Public sector net borrowing rose by £1.1 billion in October 2015 as compared with October 2014 to £8.2 billion for the month – the highest October level since 2009. The government borrowed £54.3 billion from 01 January to 31 October. That leaves just £15 billion available to borrow for the last five months of the fiscal year between now and April if Mr Osborne is to achieve his goal of borrowing no more than £69.5bn for the whole financial year. Headroom is tight.
However, the budget deficit – the difference between tax revenues and government spending is falling, though more slowly than hoped. Not because of reduced spending but because of buoyant tax receipts. Spending – despite all the talk of austerity – has been rising inexorably. From April to October central government spending rose by 1.1% to £402.6 billion, not least because of increased spending on the NHS and on pensions. By 2019-20, government spending will reach a colossal £821 billion, although as a proportion of GDP it will be roughly the same. Any talk of Mr Osborne shrinking the state is overblown.
Ruth Miller, UK economist at Capital Economics, is forecasting borrowing this year of over £80 billion. The total national debt stood at £1.5 trillion at the end of October, or 80.5% of the UK GDP. According to the Autumn Statement (25 November) that ratio is due to rise to 83.1% of GDP by the end of this fiscal year and then to decline gradually to an estimated 71.3% in 2020-21.

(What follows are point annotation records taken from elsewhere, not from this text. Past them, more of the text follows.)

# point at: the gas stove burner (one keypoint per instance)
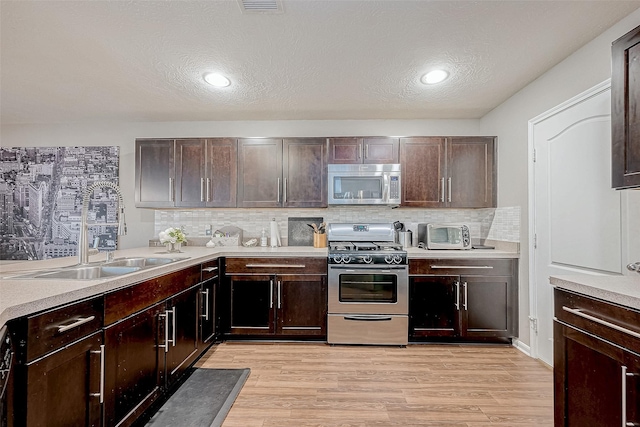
(341, 246)
(388, 246)
(365, 246)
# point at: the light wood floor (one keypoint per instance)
(303, 385)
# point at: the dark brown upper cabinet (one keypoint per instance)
(289, 172)
(364, 150)
(457, 172)
(155, 173)
(186, 173)
(625, 110)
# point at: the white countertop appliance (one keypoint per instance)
(368, 285)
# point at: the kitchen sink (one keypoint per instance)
(87, 272)
(141, 262)
(97, 270)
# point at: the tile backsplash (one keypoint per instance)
(495, 223)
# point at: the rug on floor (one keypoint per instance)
(204, 400)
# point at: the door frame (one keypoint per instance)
(533, 292)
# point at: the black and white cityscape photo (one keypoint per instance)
(41, 192)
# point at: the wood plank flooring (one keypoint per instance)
(305, 385)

Recall that when Mr Cameron became Prime Minister in 2010 the national debt was around £700 billion or about 67% of GDP. So, over the last five and a half years the national debt has more than doubled, even as the economy has recovered. In fact, Mr Osborne’s appetite for new debt makes Gordon Brown’s look anaemic. Dear old Mr Brown actually ran surpluses for much of his tenure at Number Eleven – something that Mr Osborne can only dream about. Of course, he would argue that he inherited a mess.
Now so long as national income from tax receipts and asset sales is less than total government spending, there will be a deficit; and for each deficit there is a corresponding increase in the national debt. As the debt rises so, all things being equal, the interest cost arising on that debt increases also.
My simple point here is that the interest cost of the national debt, despite the current super-low interest rates the government enjoys (as do other governments) is still set to rise as a proportion of total expenditure. The cost of interest on the national debt outstripped spending on defence years ago and is now chasing the education budget. This means that the government’s financial well-being is extremely vulnerable to any unforeseen rise in borrowing costs.
So – unlikely as it is – an increase in rates to 2% would hugely increase the cost of issuing new debt and would blow Mr Osborne’s forecasts out of the water.
This leads me to a strange reflection. The government (and not just the UK government) has a huge interest (forgive the pun) in keeping rates low. The central bankers (although they are notionally independent) know this. If they were to raise rates, the government would go bust and there would be another crash – which would make such a rise in rates self-defeating (even though economically logical). Therefore, they won’t do it.
As I wrote recently on these pages, the longer rates remain low, the more difficult it will be to raise them at all. Now it appears that it would be suicide. Fiscal and monetary policy have therefore merged in a suicide pact. Strange times.